O entendimento dos comportamentos e das atitudes que se assemelham e que diferem do jeito de ser e de agir desse grupo social, antes da mudança de patamar aquisitivo e com relação às classes privilegiadas e às que continuam abaixo da linha da pobreza, é tarefa para ação cultural e educativa. O sociólogo Roberto Dutra apresenta uma chave para essa questão ao afirmar que o que separa as classes atualmente é mais a capacidade de descortinar chances e de ter esperança do que necessariamente a renda. Para isso, põe em debate a necessidade de superação da dicotomia existente entre solidariedade e individualismo, valores e pragmatismo, tão presentes no perfil de uma classe modelada pelo poder de compra.
Na opinião do economista Márcio Pochmann esse nexo de classe compradora não se manterá por muito tempo. Para ele, mesmo que os novos segmentos não sejam individualistas por princípio, a tendência de estagnação na ampliação de postos de trabalho forçará uma corrida para a polarização social. A saída para isso, segundo Mário Pezzini, especialista italiano em política de clusters, está na transformação do sistema produtivo. O País precisa pensar urgentemente em um novo modelo de crescimento.
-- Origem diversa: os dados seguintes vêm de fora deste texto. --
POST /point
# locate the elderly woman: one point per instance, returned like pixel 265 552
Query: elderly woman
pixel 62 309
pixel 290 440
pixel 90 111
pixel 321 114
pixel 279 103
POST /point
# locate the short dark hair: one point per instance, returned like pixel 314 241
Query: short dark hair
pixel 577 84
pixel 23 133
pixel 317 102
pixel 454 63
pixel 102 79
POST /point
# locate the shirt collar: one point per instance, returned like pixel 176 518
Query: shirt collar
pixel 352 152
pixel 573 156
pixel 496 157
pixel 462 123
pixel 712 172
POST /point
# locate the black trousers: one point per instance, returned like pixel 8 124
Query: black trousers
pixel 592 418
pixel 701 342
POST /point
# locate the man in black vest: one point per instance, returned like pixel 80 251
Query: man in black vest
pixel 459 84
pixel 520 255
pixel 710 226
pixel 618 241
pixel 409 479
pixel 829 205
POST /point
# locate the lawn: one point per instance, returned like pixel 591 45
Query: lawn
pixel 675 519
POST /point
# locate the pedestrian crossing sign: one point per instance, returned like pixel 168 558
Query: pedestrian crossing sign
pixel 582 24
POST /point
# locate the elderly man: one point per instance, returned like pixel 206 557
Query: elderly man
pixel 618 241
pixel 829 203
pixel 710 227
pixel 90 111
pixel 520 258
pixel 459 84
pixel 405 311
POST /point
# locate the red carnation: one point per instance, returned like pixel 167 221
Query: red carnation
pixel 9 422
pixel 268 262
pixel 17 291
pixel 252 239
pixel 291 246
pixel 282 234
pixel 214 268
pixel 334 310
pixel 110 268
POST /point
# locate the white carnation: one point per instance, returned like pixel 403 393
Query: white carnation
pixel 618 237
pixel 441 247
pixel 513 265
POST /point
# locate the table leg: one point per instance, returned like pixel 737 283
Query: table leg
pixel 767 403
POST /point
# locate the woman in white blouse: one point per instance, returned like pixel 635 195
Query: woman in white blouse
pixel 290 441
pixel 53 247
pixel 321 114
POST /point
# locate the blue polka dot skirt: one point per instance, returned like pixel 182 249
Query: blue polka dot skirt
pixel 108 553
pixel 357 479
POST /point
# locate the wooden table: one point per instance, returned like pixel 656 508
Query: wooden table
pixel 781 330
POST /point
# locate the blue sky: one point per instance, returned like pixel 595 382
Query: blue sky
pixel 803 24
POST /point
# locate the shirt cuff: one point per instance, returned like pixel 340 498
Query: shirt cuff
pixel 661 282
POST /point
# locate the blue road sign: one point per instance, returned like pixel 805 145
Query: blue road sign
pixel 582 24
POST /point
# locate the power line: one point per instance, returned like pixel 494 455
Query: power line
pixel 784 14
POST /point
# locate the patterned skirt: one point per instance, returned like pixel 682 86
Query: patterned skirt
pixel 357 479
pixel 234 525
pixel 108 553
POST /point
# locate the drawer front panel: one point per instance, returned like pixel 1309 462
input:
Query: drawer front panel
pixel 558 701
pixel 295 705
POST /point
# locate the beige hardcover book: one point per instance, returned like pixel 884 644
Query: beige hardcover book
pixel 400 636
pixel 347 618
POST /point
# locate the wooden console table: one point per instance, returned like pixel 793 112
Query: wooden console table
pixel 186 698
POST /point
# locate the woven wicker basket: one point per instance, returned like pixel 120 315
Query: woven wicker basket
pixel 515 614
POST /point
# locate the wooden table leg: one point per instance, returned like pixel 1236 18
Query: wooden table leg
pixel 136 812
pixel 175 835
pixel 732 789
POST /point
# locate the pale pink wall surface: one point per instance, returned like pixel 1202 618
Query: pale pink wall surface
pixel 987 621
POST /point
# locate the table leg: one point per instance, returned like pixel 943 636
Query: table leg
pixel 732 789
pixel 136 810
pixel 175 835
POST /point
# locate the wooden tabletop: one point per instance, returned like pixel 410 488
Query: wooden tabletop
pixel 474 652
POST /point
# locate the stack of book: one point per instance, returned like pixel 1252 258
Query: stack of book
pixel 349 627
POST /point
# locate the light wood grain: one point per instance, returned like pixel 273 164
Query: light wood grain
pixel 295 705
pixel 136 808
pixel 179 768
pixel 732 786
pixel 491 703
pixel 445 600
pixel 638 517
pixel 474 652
Também acho, mas isso só poderá ser feito para valer com uma imersão cultural que compatibilize os sonhos e a capacidade de empreender da brasilidade.
Aliás, brasilidade é um ponto de destaque do estudo discutido no seminário. As pessoas que integram a Nova Classe Média Brasileira têm preferência e valorizam os produtos nacionais, contudo, não têm a menor noção da necessidade de capitalizar o País, a fim de individual e coletivamente termos mais segurança econômica. Eduardo Giannetti chama de miopia temporal essa limitação imposta pela excitação imediatista que leva o trabalhador a gastar tudo o que ganha.
Não há dúvida da importância do enfrentamento dos desafios voltados para poupança, demanda por crédito, situação da mão de obra, consumismo e novas habilidades para manter a mobilidade dos últimos anos, ou pelo menos para colocar uma quilha que evite o naufragar dessa classe em travessia. Mas para o Brasil se afirmar como pais de respeitada importância no cenário da multipolaridade mundial, faz-se necessário pensar em qualidade de vida e isso passa por cultura e educação.